The documentary also features Tia Billinger, known by her stage name Bonnie Blue, in a classroom setting preparing to film an orgy scene. The group of performers, dressed in school uniforms, state they were chosen for their youthful appearance.
Lady Bertin has announced plans to introduce amendments to the crime and policing bill this autumn that would make it illegal for online platforms to host any content that could promote child sexual abuse. This includes pornography involving adults dressed as children.
This content is pushing at the boundaries. We will be trying to address the ‘barely legal’ aspect legislatively,
she said
The Online Safety Act has tasked Ofcom with ensuring pornography sites protect UK users from encountering illegal material, such as child sexual abuse content or extreme material involving rape, bestiality, or necrophilia. However, there remains a loophole: certain types of harmful pornography that are regulated in offline spaces like cinemas are not subject to the same rules online. As a result, adults role-playing as children in pornographic content—material that can resemble child abuse imagery—is not currently banned online.
Read More: Bonnie Blue Documentary Sparks Backlash Just Minutes Into Controversial Channel 4 Show
In the Channel 4 documentary, the classroom scene was only shown in preparation, not in full. Footage of Bonnie Blue having sex with over 1,000 men was pixelated, but the programme still received heavy criticism for promoting her brand and failing to challenge her claim that her work causes no harm.
Bertin confirmed the documentary will be discussed at the taskforce’s next meeting. “She has become extremely successful; she is an adult and it is consensual, so it may not be harming her, but it has potentially harmful effects on people who think that this is a normal way to behave,” she said. “We should be asking more about the men who arrive with balaclavas on their head to have sex with her.”
For years we have been fighting to protect our children from the kind of degrading, violent sex that exists freely on their social media feeds. Now this documentary risks taking us a step back by glamorising, even normalising the things young people tell me are frightening. Bonnie Blue’s content showcases violence against women as entertainment and allows sexist ideas that women are ‘lesser’ than men to go unchecked.

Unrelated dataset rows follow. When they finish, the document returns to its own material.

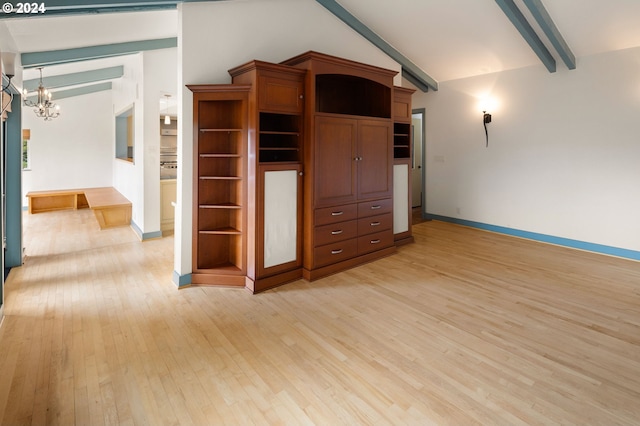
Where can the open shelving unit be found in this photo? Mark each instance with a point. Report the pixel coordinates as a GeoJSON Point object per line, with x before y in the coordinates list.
{"type": "Point", "coordinates": [219, 184]}
{"type": "Point", "coordinates": [279, 139]}
{"type": "Point", "coordinates": [401, 140]}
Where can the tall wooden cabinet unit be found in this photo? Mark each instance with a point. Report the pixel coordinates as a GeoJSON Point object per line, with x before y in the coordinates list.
{"type": "Point", "coordinates": [348, 163]}
{"type": "Point", "coordinates": [220, 184]}
{"type": "Point", "coordinates": [403, 163]}
{"type": "Point", "coordinates": [276, 105]}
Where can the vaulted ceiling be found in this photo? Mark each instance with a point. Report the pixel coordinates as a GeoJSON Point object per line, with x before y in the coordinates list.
{"type": "Point", "coordinates": [434, 40]}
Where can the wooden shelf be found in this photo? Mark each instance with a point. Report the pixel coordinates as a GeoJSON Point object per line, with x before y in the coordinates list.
{"type": "Point", "coordinates": [220, 178]}
{"type": "Point", "coordinates": [220, 156]}
{"type": "Point", "coordinates": [220, 130]}
{"type": "Point", "coordinates": [221, 231]}
{"type": "Point", "coordinates": [220, 206]}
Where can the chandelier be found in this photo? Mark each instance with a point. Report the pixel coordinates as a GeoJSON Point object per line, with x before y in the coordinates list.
{"type": "Point", "coordinates": [43, 107]}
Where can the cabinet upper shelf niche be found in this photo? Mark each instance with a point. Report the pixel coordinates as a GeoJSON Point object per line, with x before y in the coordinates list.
{"type": "Point", "coordinates": [352, 95]}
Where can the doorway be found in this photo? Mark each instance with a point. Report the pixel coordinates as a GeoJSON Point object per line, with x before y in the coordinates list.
{"type": "Point", "coordinates": [417, 168]}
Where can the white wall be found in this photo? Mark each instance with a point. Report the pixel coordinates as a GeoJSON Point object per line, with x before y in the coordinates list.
{"type": "Point", "coordinates": [216, 36]}
{"type": "Point", "coordinates": [128, 178]}
{"type": "Point", "coordinates": [563, 155]}
{"type": "Point", "coordinates": [74, 150]}
{"type": "Point", "coordinates": [147, 77]}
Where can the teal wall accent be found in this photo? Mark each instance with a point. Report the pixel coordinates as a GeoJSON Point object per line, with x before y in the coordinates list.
{"type": "Point", "coordinates": [54, 57]}
{"type": "Point", "coordinates": [84, 90]}
{"type": "Point", "coordinates": [543, 19]}
{"type": "Point", "coordinates": [522, 25]}
{"type": "Point", "coordinates": [145, 235]}
{"type": "Point", "coordinates": [181, 280]}
{"type": "Point", "coordinates": [560, 241]}
{"type": "Point", "coordinates": [13, 200]}
{"type": "Point", "coordinates": [76, 78]}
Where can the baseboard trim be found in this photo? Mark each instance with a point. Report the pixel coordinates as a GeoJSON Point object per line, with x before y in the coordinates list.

Dame Rachel de Souza added
Visa, whose advertisements were placed by a third-party agency, requested their removal from the documentary’s online stream after employees flagged the content as not aligning with company values. Similarly, Diageo, which owns Smirnoff, is reviewing how an ad was approved to appear during the broadcast. The company has also pulled its advertising from the show.
An Ofcom spokesperson confirmed the regulator is currently reviewing the documentary and will decide whether to launch a formal investigation.
Policing minister Diana Johnson stated last week that she plans to speak with other ministers about how easily children can access the documentary on Channel 4’s website. Although Channel 4 requires users to be at least 16 to sign up, there’s no proper age verification, meaning children can simply lie about their age.
A Channel 4 spokesperson defended the film, saying it was meant to spark discussion:
The film looks at how Bonnie Blue has gained worldwide attention and earned millions of pounds in the last year, exploring changing attitudes to sex, success, porn and feminism in an ever-evolving online world. Director Victoria Silver puts a number of challenges to Bonnie throughout the documentary on the example she sets and how she is perceived, and the film clearly lays bare the tactics and strategies she uses, with the audience purposefully left to form their own opinions.